Spending Too Much Time With AI Could Worsen Social Skills

New research suggests that emotional dependence on AI has potential downsides.

by · Psychology Today
Reviewed by Michelle Quirk

Key points

  • Too much time with AI chatbots could worsen social skills and interactions with people.
  • Human-AI relationships often are one-sided and focused on human needs rather than emotional engagement.
  • While AI chatbots can reduce loneliness, time spent with AI should be balanced with socializing with people.
Source: Ron Lach / Pexels

AI social chatbots can help reduce loneliness, especially for people who would otherwise have little access to social support. In one recent survey, three percent of students who used Replika, a social chatbot, reported that Replika helped them stop suicidal thoughts. However, new research suggests that developing too much emotional dependence on AI social chatbots could have a dark side—potentially worsening your social skills with people.

The new study of 496 Replika users found that higher satisfaction and emotional interaction between users and their chatbot was linked to worse real-life interpersonal communication. Many users turned to Replika for entertainment and for social purposes and to have their own emotional needs met. Interacting with AI social chatbots regularly had the most impact on user emotions, with less impact on their cognition and behavior.

Emotional Experiences With AI May Hinder Real-World Engagement

Users of AI chatbots, even social ones, are not expected to grasp how AI entities feel, and the relationship is often one-sided, centered around the needs of the human user. Researchers found that Replika users primarily focused on satisfying their emotional needs, rather than emotional engagement. This design is encouraged by AI companions, which are built to foster connection by addressing the emotional needs of the user.

Despite the tendency to anthropomorphize AI, users are aware that AI lacks sentience or feelings. This lack of reciprocal emotional engagement is significant, as it does not accurately mirror real-life human interactions, which require mutual emotional involvement. Exclusive emotional dependence on AI could harm users' relationships and interactions with humans, as users may not develop the ability to address the complex feelings of the other.

In contrast, negotiating needs, dealing with conflict, and understanding the emotional state of another person, referred to as mentalization, are essential social skills when navigating human relationships. Building relationships in real life requires two-way emotional engagement, including disruption and repair. Becoming emotionally dependent on social AI agents at this point does not accurately mirror building a two-way emotional relationship with another human.

Even if the AI agent was designed to mimic complex human emotional needs and responses, the problem is that most human users are aware that the actions are mimicry and not actually felt by AI. Furthermore, the convenience of engaging with AI, which does not have its own time boundaries or emotional needs, could mean that users will tend to choose time with AI over putting in the effort to schedule and navigate more complex human relationships. If users are getting their emotional needs partially or fully met through AI companions, this may decrease the motivation and incentive to reach out to interact with other humans.

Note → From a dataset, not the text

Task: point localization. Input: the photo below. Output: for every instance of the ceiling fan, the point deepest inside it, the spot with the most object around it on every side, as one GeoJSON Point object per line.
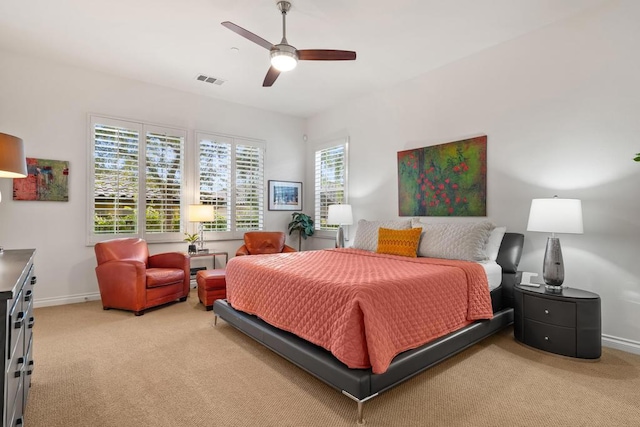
{"type": "Point", "coordinates": [285, 57]}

Emotional Dependence on AI Could Change How We Interact With Humans

Human-AI relationships can serve a meaningful purpose, but becoming emotionally dependent on them exclusively would have concerning impacts on human interactions.

Media dependence, a term first defined by researchers Melvin Defler and Sandra Bower-Killoch in their 2004 paper "The Dependence Mode of Mass Communication Media Effect," refers to the codependence of media, audience, and society. The two types of media dependence are habitual dependence and spiritual dependence. An example of habitual media dependence is compulsive smartphone use. Spiritual dependence refers to the anxiety and emptiness people experience without their phones, a phenomenon known as nomophobia or "no phone phobia."

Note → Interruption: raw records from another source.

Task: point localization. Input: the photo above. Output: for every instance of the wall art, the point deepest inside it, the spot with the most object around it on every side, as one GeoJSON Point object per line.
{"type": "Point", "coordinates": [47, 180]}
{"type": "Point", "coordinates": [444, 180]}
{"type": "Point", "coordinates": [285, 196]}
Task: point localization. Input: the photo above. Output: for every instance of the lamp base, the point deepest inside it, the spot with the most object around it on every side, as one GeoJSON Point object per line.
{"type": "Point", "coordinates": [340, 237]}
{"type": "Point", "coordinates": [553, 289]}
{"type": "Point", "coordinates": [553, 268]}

Similarly, our growing reliance on AI chatbots and agents could create emotional dependence with psychological consequences.

The optimal amount of time with AI chatbots and agents remains an open area of research. A key factor is whether people are balancing time with AI with real-life human socialization.

The answer is likely nuanced. While AI-powered chatbots and social agents may reduce loneliness, especially for those with little access to other social outlets, connection with other humans is nonfungible. It is crucial to balance AI interactions with time with people. Spending too much time relying on AI can diminish essential social skills, even though AI can offer valuable support when used in moderation.

Marlynn Wei, MD, PLLC © Copyright 2024

References

Maples B, Cerit M, Vishwanath A, Pea R. Loneliness and suicide mitigation for students using GPT3-enabled chatbots. Npj Ment Health Res. 2024 Jan 22;3(1):4. doi: 10.1038/s44184-023-00047-6. PMID: 38609517; PMCID: PMC10955814.

Yuan Z, Cheng X, Duan Y. Impact of media dependence: how emotional interactions between users and chat robots affect human socialization? Front Psychol. 2024 Aug 16;15:1388860. doi: 10.3389/fpsyg.2024.1388860. PMID: 39220396; PMCID: PMC11362029.